Garcia told supporters at her election night party Tuesday, "It’s going to come down to opening up those ballots and making sure every single New Yorker’s voice is heard.”

The three emerged from a crowded field that also included 2020 presidential candidate Andrew Yang, who finished fourth in first-place votes of in-person voters and conceded about two hours after polls closed.

Either Adams or Wiley would be New York City's second Black mayor, and either Wiley or Garcia would be the city's first woman mayor.

Stark differences defined the three.

Adams, 60, a moderate who was a registered Republican in the late 1990s, was the co-founder of a leadership group for Black police. He promised to crack down on crime and police misconduct both.

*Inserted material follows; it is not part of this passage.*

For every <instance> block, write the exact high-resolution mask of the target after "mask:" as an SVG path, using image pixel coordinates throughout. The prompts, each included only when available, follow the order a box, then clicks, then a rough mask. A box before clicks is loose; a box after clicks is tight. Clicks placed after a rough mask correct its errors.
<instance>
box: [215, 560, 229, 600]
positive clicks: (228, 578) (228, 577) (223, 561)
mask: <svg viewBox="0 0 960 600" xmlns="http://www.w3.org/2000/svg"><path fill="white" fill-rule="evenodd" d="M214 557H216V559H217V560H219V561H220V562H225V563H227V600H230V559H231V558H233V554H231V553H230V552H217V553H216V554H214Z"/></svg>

"If Black lives really matter, it can’t only be against police abuse,” he said Tuesday. “It has to be about the violence tearing apart our communities."

The 57-year-old Wiley, a civil rights lawyer who formerly headed a city board that investigates accusations of police misconduct, promised to cut $1 billion from the police budget and reallocate it to other city departments. Wiley framed herself as the candidate with "the courage to confront the bureaucracy, developers, and the NYPD."

Garcia, 51, a former sanitation commissioner who has also held leadership posts in several other city departments, campaigned as a pragmatist who already knew how to run the city. “In case of emergency, break glass,” a Garcia TV ad urged.

A victory by Wiley or Garcia would in some ways be comparable to the 2010 mayoral election in Oakland, California, in which former state lawmaker Don Perata led his closest rival, City Council Member Jean Quan, by more than 10,000 first-place votes but lost to her 51% to 49% when all the ranked votes were counted.

Quan's victory in the first Oakland election to use ranked choice voting shocked many, in part because they were unfamiliar with the system, said Rob Richie, the president of FairVote, a national organization that advocates for ranked voting.

“We’re still dealing with people saying, ‘How did that possibly happen?’ And it actually was a very rational thing, but it sort of caught people flat-footed,” Richie said.

Quan had a rocky tenure and lost her 2014 reelection bid to Libby Schaaf, but ranked choice voting has endured in Oakland, Richie noted.

“They didn’t repeal it, and it’s very solid today in its use,” he said.

Many people who voted in Tuesday's New York primary did not rank all five candidates.

With nearly 800,000 votes counted, more than 100,000 didn’t bother to rank a second candidate. Slightly more than half didn’t rank the maximum five candidates.

___

Associated Press writer Stephen Ohlemacher in Washington contributed to this report.